/Reservoir-Computing-and-Hyperparameter-Optimization

Reservoir computing for short-and long-term prediction of chaotic systems, with tasks Lorenz and Mackey-Glass systems. Bayesian optimization (hyperparameter optimization algorithm) is used to tune the hyperparameters and improve the performance.

Primary LanguageMATLABMIT LicenseMIT

Reservoir Computing and Hyperparameter Optimization

Reservoir Computing

Reservoir computing (RC) is a type of recurrent neural networks (RNNs). A reservoir computer is composed of three layers: an input layer, a hidden recurrent layer, and an output layer. The distinguishing feature of RC is that only the readout weights ($W_{out}$) are trained using a linear regression, while the input weigths ($W_{in}$) and recurrent connection weights within the reservoir ($\mathcal{A}$) are determined before training. This approach gives RC a notable advantage over other RNNs, particularly in terms of rapid learning.
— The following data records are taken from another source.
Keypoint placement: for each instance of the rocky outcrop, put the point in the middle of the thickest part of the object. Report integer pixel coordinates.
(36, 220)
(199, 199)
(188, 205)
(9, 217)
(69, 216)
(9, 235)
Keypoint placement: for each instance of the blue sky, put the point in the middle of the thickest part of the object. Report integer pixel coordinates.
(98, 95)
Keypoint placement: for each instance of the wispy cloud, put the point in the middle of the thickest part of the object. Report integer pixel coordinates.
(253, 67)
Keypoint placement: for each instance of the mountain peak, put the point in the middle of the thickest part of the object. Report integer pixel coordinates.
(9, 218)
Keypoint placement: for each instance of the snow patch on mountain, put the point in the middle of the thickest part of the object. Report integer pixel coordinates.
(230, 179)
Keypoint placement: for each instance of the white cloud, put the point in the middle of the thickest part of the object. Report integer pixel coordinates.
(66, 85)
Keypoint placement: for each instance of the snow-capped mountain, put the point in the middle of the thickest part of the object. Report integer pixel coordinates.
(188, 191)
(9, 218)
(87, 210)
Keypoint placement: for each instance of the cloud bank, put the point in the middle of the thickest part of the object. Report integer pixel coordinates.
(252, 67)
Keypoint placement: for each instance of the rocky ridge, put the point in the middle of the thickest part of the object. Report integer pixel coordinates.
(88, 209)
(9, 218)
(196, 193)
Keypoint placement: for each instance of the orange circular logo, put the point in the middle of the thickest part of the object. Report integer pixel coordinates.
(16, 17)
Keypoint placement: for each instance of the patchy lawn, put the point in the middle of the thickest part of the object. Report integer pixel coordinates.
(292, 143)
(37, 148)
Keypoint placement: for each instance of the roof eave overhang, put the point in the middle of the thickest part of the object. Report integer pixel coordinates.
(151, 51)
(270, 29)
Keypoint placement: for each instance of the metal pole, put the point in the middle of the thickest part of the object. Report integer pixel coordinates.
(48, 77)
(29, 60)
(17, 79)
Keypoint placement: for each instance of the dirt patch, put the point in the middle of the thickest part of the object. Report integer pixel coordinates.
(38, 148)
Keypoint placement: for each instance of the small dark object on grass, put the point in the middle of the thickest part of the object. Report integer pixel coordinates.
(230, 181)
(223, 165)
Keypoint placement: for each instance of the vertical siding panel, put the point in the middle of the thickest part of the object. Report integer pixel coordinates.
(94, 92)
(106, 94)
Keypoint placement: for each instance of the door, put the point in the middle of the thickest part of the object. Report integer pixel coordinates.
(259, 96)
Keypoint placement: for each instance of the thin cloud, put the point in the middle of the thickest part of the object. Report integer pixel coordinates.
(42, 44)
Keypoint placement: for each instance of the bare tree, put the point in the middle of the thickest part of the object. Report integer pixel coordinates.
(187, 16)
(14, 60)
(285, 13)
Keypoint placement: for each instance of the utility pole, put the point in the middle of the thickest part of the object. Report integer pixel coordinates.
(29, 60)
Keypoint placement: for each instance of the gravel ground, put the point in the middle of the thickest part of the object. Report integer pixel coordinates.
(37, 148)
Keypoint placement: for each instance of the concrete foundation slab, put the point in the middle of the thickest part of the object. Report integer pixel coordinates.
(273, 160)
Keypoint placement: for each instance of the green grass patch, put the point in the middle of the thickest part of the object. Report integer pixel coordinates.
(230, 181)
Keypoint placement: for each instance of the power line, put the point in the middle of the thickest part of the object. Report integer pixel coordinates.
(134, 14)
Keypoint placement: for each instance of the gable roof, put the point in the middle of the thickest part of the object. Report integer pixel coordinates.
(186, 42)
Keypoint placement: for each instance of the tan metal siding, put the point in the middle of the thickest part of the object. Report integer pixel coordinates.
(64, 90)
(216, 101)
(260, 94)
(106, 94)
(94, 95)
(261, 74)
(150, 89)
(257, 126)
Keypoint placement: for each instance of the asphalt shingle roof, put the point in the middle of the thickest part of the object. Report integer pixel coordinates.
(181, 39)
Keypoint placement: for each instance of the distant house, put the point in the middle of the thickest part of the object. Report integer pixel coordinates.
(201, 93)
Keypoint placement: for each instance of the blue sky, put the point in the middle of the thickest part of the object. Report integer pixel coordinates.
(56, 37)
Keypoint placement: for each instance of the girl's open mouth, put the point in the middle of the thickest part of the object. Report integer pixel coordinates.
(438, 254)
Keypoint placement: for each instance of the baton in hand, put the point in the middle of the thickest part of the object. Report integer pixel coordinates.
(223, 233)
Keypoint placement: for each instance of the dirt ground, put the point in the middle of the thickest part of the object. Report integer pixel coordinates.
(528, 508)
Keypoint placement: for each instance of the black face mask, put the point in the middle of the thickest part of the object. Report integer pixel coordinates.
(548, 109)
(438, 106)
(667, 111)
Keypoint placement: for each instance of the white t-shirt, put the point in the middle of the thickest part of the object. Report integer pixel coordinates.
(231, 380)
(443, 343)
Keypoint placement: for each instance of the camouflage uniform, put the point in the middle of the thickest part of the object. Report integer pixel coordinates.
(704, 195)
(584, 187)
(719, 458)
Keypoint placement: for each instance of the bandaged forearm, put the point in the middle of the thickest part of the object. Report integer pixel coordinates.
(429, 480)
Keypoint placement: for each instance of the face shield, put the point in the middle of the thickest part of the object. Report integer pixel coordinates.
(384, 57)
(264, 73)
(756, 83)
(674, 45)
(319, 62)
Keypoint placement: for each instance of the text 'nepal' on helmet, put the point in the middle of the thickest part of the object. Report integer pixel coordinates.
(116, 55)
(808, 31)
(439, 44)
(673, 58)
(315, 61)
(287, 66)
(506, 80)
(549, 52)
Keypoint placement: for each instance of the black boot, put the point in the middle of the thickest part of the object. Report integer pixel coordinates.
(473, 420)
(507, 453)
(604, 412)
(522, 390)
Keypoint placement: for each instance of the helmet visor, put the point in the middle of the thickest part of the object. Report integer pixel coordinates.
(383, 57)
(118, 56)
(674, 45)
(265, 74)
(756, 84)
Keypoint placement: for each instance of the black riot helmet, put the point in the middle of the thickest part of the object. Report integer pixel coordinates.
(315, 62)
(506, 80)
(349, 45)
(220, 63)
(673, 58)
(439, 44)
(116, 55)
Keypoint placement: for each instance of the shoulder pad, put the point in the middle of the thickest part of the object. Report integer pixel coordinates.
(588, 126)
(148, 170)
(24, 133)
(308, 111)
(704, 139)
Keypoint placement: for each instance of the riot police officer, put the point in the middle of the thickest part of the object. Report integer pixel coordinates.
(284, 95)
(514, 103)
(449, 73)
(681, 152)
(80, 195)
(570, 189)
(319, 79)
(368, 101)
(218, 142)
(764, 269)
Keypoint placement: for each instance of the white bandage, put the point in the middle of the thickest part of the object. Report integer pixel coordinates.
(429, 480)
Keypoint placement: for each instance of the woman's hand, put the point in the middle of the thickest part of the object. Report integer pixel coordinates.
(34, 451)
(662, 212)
Now suppose we have the training data: input $u$ and the corresponding output $v$, we first update the reservoir states $r$. Activated by the sequence of input signals $[u(1), u(2), \cdots, u(t)]$, the hidden layer state is updated step by step at the input signal time interval according to

$$r(t+1) = (1-\alpha) \cdot r(t) + \alpha \cdot \tanh[\mathcal{A} \cdot r(t) + W_{in} \cdot u(t)],$$ where $\alpha$ is the leakage parameter and the activation function is the hyperbolic tangent function. Note that $\mathcal{A}$ is the adjacent matrix of size $n \times n$, which determines the link relationship of the reservoir network, while $r$ is a vector of size $n \times 1$, which represents the state of each node in the reservoir network. In addition, reservoir network $\mathcal{A}$ and input matrix $W_{in}$ are randomly generated before training by Gaussian distribution and uniform distribution, respectively.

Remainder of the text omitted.